The insect hormone studied, ecdysone, activates the genes required for metamorphosis and molting as an insect moves from one stage of its life cycle to the next. Since animal development is a precise process, the team hypothesized that the intake of required hormones might be regulated.
"Although the simple diffusion model has been prominent for all steroid hormones to date, it seemed logical from a physiological perspective that cells would regulate ecdysone uptake to achieve better control of its concentration," says senior author Naoki Yamanaka of UCR.
Using two separate genetic screens, the researchers identified a potential gatekeeper—a transporter they named Ecdysone Importer (EcI). They then used the CRISPR-Cas9 gene-editing tool to create fruit flies without this transporter, which completely halted their development.

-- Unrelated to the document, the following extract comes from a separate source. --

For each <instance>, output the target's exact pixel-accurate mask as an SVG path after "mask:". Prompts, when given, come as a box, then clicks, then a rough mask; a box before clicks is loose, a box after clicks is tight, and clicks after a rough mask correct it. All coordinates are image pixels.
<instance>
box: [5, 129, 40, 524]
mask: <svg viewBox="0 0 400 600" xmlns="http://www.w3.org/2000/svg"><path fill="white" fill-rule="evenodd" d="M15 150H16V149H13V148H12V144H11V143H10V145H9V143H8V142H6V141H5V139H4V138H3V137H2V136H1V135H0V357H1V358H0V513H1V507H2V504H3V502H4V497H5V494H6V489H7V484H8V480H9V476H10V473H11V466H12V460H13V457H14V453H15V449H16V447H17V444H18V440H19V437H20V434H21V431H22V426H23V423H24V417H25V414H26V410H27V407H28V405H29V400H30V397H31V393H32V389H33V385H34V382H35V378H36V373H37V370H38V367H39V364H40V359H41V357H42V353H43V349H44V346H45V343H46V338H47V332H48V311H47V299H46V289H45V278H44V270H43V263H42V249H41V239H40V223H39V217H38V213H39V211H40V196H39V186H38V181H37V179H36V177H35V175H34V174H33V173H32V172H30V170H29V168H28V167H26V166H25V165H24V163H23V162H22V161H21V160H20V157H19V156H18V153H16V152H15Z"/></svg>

Yamanaka will now study the same transport pathway in mosquitoes, in hopes of developing chemicals that inhibit steroid hormone entry into cells as a new form of pest control. Another UCR team is also searching for similar transporters in humans.

"If these transporters are found in humans, it will represent a paradigm shift in endocrinology," Yamanaka said. "It would also open up the exciting possibility of developing chemical reagents that manipulate steroid hormone entry into cells, not just in insects but in humans. This could lead to new ways to manipulate a variety of steroid-related processes ranging from immune responses to cancer progression."
Image: UC Riverside researchers have shown that membrane transporters (green) guide steroid hormones (orange circles) into cells, challenging a long-standing paradigm in endocrinology that simple diffusion is responsible for such transport. Image courtesy of Haga-Yamanaka Lab, UC Riverside.